Spark Troubleshooting

Restarting Spark session

Sometimes it is required to stop current Spark session and start a new one, e.g. to add some .jar packages, or change session config. But PySpark not only starts Spark session, but also starts Java virtual machine (JVM) process in the background, which. So calling sparkSession.stop() does not shutdown JVM, and this can cause some issue.

Also apart from JVM properties, stopping Spark session does not clear Spark context, which is a global object. So new Spark sessions are created using the same context object, and thus using the same Spark config options.

To properly stop Spark session, it is required to:

  • Stop Spark session by calling sparkSession.stop().
  • STOP PYTHON INTERPRETER, e.g. by calling sys.exit().
  • Start new Python interpreter.
  • Start new Spark session with config options you need.

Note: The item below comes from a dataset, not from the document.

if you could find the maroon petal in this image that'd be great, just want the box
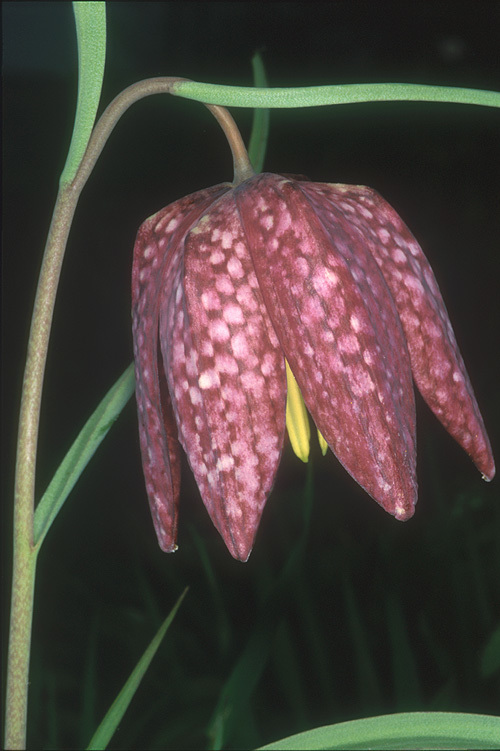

Skipping some of these steps can lead to issues with creating new Spark session.

Driver log level

Default logging level for Spark session is WARN. To show more verbose logs, use:

spark.sparkContext.setLogLevel("INFO")

or increase verbosity even more:

spark.sparkContext.setLogLevel("DEBUG")

After getting all information you need, you can return back the previous log level:

spark.sparkContext.setLogLevel("WARN")

Executors log level

sparkContext.setLogLevel changes only log level of Spark session on Spark driver. To make Spark executor logs more verbose, perform following steps:

  • Create log4j.properties file with content like this:
log4j.rootCategory=DEBUG, console

log4j.appender.console=org.apache.log4j.ConsoleAppender
log4j.appender.console.target=System.err
log4j.appender.console.layout=org.apache.log4j.PatternLayout
log4j.appender.console.layout.ConversionPattern=%d{yy/MM/dd HH:mm:ss} %p %c{1}: %m%n
  • Stop existing Spark session and create a new one with following options:
from pyspark.sql import SparkSession

spark = (
    SparkSesion.builder.config("spark.files", "file:log4j.properties").config(
        "spark.executor.extraJavaOptions", "-Dlog4j.configuration=file:log4j.properties"
    )
    # you can apply the same logging settings to Spark driver, by uncommenting the line below
    # .config("spark.driver.extraJavaOptions", "-Dlog4j.configuration=file:log4j.properties")
    .getOrCreate()
)

Each Spark executor will receive a copy of log4j.properties file during start, and load it to change own log level. Same approach can be used for Spark driver as well, to investigate issue when Spark session cannot properly start.